Compliance Management Overview

Research involving human subjects or animals requires institutional review and ongoing compliance monitoring. AcaTrove's compliance module centralizes this process, providing tools for protocol creation, review workflow management, approval tracking, and renewal reminders.

Accessing Compliance

Navigate to /compliance from the sidebar. The compliance dashboard shows a summary of your active protocols, upcoming renewals, and pending reviews.

Compliance dashboard with active protocols and upcoming deadlines

What the Compliance Module Covers

AcaTrove supports compliance workflows for two primary regulatory areas:

Institutional Review Board (IRB) -- For research involving human participants. The IRB module supports protocol creation, risk assessment, informed consent document management, review workflows, and ongoing monitoring. See IRB Protocol Management for details.

Institutional Animal Care and Use Committee (IACUC) -- For research involving animals. The IACUC module covers species and procedure documentation, pain classification, veterinary review integration, and annual reporting. See IACUC Compliance for details.

Compliance Dashboard

The compliance dashboard provides at-a-glance status for all your regulatory activities:

• Active Protocols -- Protocols with current approval, showing their approval date and expiration.
• Pending Reviews -- Protocols submitted for review but not yet approved.
• Expiring Soon -- Protocols whose approval expires within the next 60 days, requiring renewal.
• Action Required -- Protocols where the review board has requested modifications, additional information, or responses to concerns.

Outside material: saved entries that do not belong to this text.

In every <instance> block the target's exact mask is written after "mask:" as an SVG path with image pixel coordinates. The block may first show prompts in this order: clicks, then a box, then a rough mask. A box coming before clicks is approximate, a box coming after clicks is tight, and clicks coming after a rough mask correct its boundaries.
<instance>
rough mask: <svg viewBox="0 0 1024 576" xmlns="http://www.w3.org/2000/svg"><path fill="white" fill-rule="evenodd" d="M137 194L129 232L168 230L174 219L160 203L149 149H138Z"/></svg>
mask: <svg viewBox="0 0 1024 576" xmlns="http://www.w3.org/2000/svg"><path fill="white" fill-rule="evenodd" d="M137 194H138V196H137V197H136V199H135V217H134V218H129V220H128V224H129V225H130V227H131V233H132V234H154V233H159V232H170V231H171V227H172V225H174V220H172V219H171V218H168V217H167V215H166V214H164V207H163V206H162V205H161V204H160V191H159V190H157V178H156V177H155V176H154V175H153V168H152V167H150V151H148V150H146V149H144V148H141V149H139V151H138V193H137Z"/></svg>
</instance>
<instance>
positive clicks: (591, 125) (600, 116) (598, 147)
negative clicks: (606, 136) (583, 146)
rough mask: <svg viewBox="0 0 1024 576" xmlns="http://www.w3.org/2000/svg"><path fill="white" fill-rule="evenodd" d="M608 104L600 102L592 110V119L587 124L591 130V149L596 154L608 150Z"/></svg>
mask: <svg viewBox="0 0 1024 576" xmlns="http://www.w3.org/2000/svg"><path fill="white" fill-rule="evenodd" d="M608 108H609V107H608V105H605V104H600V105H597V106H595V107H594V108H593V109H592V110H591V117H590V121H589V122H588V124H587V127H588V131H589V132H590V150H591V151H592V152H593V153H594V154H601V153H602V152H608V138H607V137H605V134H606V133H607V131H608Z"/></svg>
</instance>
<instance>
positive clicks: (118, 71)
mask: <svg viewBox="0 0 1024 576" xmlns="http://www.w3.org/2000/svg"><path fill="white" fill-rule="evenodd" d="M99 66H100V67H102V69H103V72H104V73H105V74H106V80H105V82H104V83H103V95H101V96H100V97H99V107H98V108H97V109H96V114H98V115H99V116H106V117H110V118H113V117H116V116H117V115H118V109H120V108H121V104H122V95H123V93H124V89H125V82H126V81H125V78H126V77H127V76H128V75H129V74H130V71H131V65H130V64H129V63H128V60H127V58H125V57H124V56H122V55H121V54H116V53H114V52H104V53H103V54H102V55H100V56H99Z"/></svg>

Each section includes a count badge and links directly to the relevant protocols.

Protocol Lifecycle

All compliance protocols follow a standard lifecycle:

1. Draft -- You create the protocol and fill in required sections. It can be edited freely.
2. Submitted -- You submit the protocol for review. It enters the review queue.
3. Under Review -- The review board (IRB or IACUC) evaluates the protocol.
4. Modifications Required -- The board requests changes. You revise and resubmit.
5. Approved -- The protocol is approved for a defined period (typically one year).
6. Active -- Research can proceed under the approved protocol.
7. Renewal Required -- The approval period is ending. You must submit a renewal.
8. Expired -- The approval has lapsed. Research must stop until renewal is granted.
9. Closed -- The study is complete and the protocol is formally closed.

Notifications and Reminders

AcaTrove sends automated reminders for compliance deadlines:

• 90, 60, and 30 days before protocol expiration.
• When a review board requests modifications.
• When a protocol is approved or rejected.
• When annual or continuing review reports are due.

Configure your notification preferences under Settings > Notifications.

Roles and Permissions

Compliance features are available to all workspace members, but certain actions require specific roles:

• Researchers can create, edit, and submit protocols.
• IRB/IACUC Board Members can review and take action on submitted protocols.
• Compliance Officers (administrators) can configure review workflows and manage board membership.

Tips

• Start your protocol well in advance of your planned research start date. IRB reviews typically take 4-8 weeks; IACUC reviews may take longer.
• Use the compliance dashboard as your primary check-in point for all regulatory activities.
• Link compliance protocols to the corresponding projects so all team members can see the compliance status of their research.